Her face twists, becoming ugly and gnarled.
“Your sister died, and I was lucky enough that she’d registered to allow the doctors to do with her body as they pleased after she was dead. After you’re dead, you’re owed nothing.”
Dennis shakes his head. “She didn’t have to register for organ donation.”
“No one should need to register,” she says.
“But they do,” I reply.
“I don’t think your sister was thinking about me when she signed up.”
“I have to agree there,” Dennis replies.
Eileen turns her back to us and strides for the door.
I clench my hands into fists. I’m enraged that my sister saved this woman’s life. And she doesn’t seem to care. What would Minnie want me to say?

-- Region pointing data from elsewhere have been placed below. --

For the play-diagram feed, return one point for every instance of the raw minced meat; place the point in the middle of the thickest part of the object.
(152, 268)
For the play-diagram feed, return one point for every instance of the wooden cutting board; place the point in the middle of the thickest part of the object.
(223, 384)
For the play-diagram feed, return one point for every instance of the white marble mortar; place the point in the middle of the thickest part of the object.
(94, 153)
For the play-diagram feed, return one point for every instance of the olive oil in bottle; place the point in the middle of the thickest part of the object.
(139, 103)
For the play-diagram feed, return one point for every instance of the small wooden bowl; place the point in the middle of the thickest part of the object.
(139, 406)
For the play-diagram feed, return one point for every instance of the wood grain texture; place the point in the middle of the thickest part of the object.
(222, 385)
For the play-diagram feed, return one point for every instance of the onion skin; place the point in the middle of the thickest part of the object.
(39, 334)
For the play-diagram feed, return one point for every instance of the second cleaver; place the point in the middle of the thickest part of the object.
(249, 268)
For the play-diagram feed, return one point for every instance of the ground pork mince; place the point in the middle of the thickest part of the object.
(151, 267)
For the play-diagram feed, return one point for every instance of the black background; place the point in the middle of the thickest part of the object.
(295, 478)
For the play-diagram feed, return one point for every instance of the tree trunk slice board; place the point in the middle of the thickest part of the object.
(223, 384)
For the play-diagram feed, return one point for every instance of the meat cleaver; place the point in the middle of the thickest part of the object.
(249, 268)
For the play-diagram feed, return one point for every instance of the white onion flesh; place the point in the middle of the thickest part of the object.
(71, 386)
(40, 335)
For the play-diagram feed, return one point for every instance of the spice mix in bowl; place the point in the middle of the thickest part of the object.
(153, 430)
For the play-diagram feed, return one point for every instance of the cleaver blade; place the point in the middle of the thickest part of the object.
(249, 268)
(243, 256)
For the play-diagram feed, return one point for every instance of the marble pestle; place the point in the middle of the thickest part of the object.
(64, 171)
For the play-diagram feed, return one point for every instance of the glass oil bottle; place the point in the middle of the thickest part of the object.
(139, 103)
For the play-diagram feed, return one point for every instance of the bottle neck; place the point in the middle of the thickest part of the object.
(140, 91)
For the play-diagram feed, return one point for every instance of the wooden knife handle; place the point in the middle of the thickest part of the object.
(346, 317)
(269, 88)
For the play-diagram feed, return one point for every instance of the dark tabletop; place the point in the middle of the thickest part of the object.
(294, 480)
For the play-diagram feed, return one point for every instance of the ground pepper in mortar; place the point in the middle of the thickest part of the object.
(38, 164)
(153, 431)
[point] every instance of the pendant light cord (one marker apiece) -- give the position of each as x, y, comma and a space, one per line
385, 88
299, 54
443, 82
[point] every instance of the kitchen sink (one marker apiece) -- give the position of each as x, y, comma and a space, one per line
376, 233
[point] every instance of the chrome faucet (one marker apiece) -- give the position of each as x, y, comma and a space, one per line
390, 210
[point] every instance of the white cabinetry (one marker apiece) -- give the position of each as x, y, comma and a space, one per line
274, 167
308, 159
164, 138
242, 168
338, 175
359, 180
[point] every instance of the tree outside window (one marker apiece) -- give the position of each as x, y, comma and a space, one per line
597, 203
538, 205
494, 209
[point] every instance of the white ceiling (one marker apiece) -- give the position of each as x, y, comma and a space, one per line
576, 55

“You’re wrong, Eileen,” I call. She pauses with her hand against the glass door. The other pa
trons swing their gazes from me to Eileen and then back to me. “My sister was a taxidermist. She took dead things and stuffed life into them. You’re like a dead thing, and now you’ve had life stuffed into you. I bet you can do better. That’s all my sister would have asked. You just haven’t realized how truly lucky you are. Not yet.”
Eileen pushes through the door. It slams behind her.
Dennis looks at me. “I don’t think she wants to be in your movie.”
“Nope.”
“Sorry I crashed your party.”
“It had already crashed.”
“People like her make organ donation the ultimate gift.”
“You can’t be serious,” I say. “That woman is horrible.”
“No, I am serious! You’re giving to strangers. No strings attached. It’s something that bonds everyone. Anyone can give. Anyone can receive. Shows we’re all in this together. Universal love.”
“I guess.”
“What are you going to do now?”
I slump back in my chair at the sloppy table. So far my sister’s organs have gone to a killer, a drunk, a racist and—Dennis leans down and sucks up some of the latte pooling on the table surface—Dennis. I have to find my heart sister. She’s the only way I can redeem the video project.
“I need to find the person who received Minnie’s heart,” I say.
“Hospital would have the record,” Dennis says, wiping his mouth.
“But the hospital won’t give the record to me.”
“Then hack them. Hey, did you know that vanilla flavoring used to come from beaver butts?”
“I’m not hacking a hospital.” I snort. “Sorry about your kidney twin being such a jerk.”
“I guess we know who the evil kidney twin is, huh?”
A staff member sweeps in with a cloth to mop up the table.